E’ cosa nota che i veicoli elettrici siano costosi. Lo sono per l’utente finale, quanto per chi li produce. Questo è dovuto perlopiù alle batterie che essendo voluminose, prevedono un uso massiccio di materie prime difficili da reperire se non in alcuni territori. Altrettanto noto è il fatto che le zone che sono ricchi di tali materia siano in Asia, motivo per cui si è creata una pericolosa dipendenza, che ha inevitabilmente influenzato negativamente l’automotive occidentale.
Per far fronte a tale situazione l’America è intervenuta in maniera drastica, a differenza dell’Europa che ancora resta a guardare non fosse che per qualche colosso più intraprendente come Volkswagen, deciso a farsi tutto in casa.
Per farlo il Governo locale ha cercato di aiutare i produttori in patria, così da scoraggiare gli utenti ad acquistare mezzi realizzati specialmente nel Paese del Dragone.
Adesso però Joe Biden ha scelto di correggere parzialmente la rotta e di mettere un veto. D’ora in avanti qualunque Casa utilizzi batterie cinesi non potrà accedere ad alcuna agevolazione. Si tratta di un provvedimento non poco importante, in quanto i numeri dei costruttori statunitensi pronti a mettersi in commercio con i cinesi per abbassare i costi sono in costante crescita.
Dunque, affianco all’Inflation Reduction Act è stato introdotto lo stop al bonus di 7.500 dollari per tutti coloro che compreranno veicoli a zero emissioni con accumulatori creati nei cosiddetti “foreign entity of concern”. E quali sarebbero queste “entità straniere”, vi chiederete.
Essenzialmente tutti gli storici oppositori dell’America, quindi non solo la Cina, ma pure la Russia, la Corea del Nord e l’Iran.
Dunque, d’ora in poi qualunque costruttore desideri accedere agli aiuti governativi dovrà dimostrare di non fare utilizzo di minerali e terre rare provenienti dalla nazioni citate. Stando alla situazione attuale, le aziende che più verranno colpite saranno Ford e General Motors, oggi clienti affezionati dei cinesi.
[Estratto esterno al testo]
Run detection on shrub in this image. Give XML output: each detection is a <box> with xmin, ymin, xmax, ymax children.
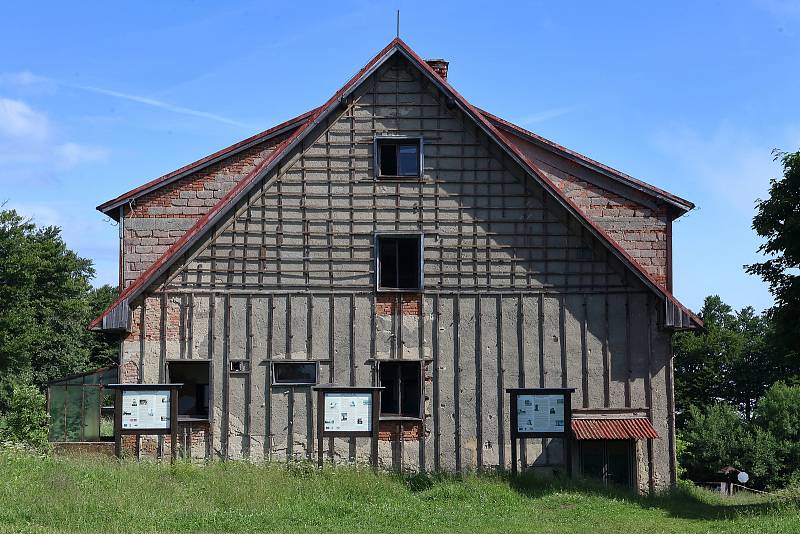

Va fatta comunque una precisazione. In teoria il Presidente statunitense avrebbe voluto usare ancora di più il pugno di ferro, dopo che già nel recente passante il predecessore Donald Trump aveva fissato dei dazi molto elevati ai danni dei prodotti importanti dalla patria di Mao, ma il Dipartimento del Tesoro, assieme all’Associazione Costruttori (la Alliance for Automotive Innovation), hanno spinto affinché la linea fosse resa meno rigida.
Per questo sono stati esclusi dalla messa al bando quei materiali critici, pari al 2% di quelli necessari per la messa in opera di un’automobile, reperibili soltanto in Asia. Ne consegue che il piano di ricerca dell’indipendenza è parzialmente fallito. Ancora per qualche anno l’oriente occuperà una posizione di forza incontrastata, sia nel Nuovo Continente, che appunto come abbiamo visto ha provato a mettere dei paletti, sia nel Vecchio, dove la sudditanza è ancora più consistente nel suo complesso, anche perché alcune delle nostre nazioni, dove gli stipendi sono molto bassi come ad esempio l’Italia, sono attratti dai prezzi contenuti che i veicoli asiatici offrono, seppur magari a scapito della qualità.